State and federal regulators and college accreditors aren’t doing enough to guard against student-aid fraud in distance-education programs, according to an audit report released on Tuesday by the Education Department’s Office of Inspector General.
The audit, which focused on distance-education programs at eight colleges, found that the colleges collectively disbursed nearly $222-million to more than 42,000 online students who did not earn any credits during a payment period.
The report concludes that federal rules regarding identity verification “do not sufficiently mitigate the risks of fraud, abuse, and noncompliance,” and it chastises state and federal regulators for failing to “mitigate the risk of schools not complying” with existing federal requirements.

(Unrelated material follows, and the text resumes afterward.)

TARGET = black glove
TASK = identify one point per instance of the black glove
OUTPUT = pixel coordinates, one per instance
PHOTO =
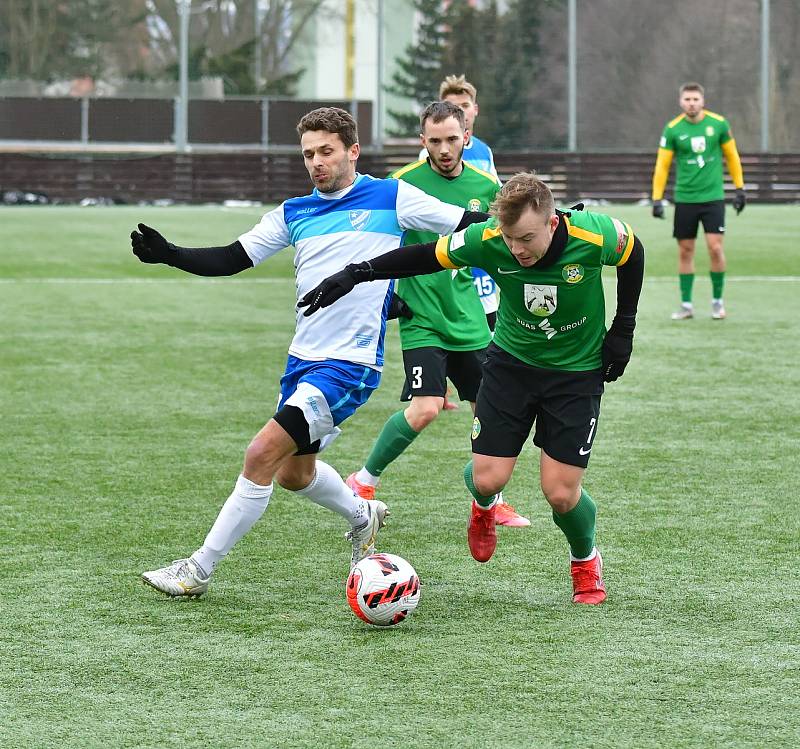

The report recommends that the department strengthen its rules on identity verification and require colleges to make smaller, more frequent disbursements of aid. It also suggests that the department develop a definition of attendance for purposes of awarding aid and work with Congress to revise cost-of-attendance calculations for distance-education programs.
In addition, the report urges the department to focus its compliance efforts on high-risk programs. The department, which is revisiting its “program integrity” rules as part of a rule-making process that started last week, reviewed a draft version of the report and agreed with most of its recommendations.
In a statement, Rep. George Miller, Democrat of California, and Rep. Ruben E. Hinojosa, Democrat of Texas, said the report “underscores the ongoing challenges we face in the unique environment of distance education.” The congressmen vowed to look for ways to reduce student-aid fraud through the coming reauthorization of the Higher Education Act.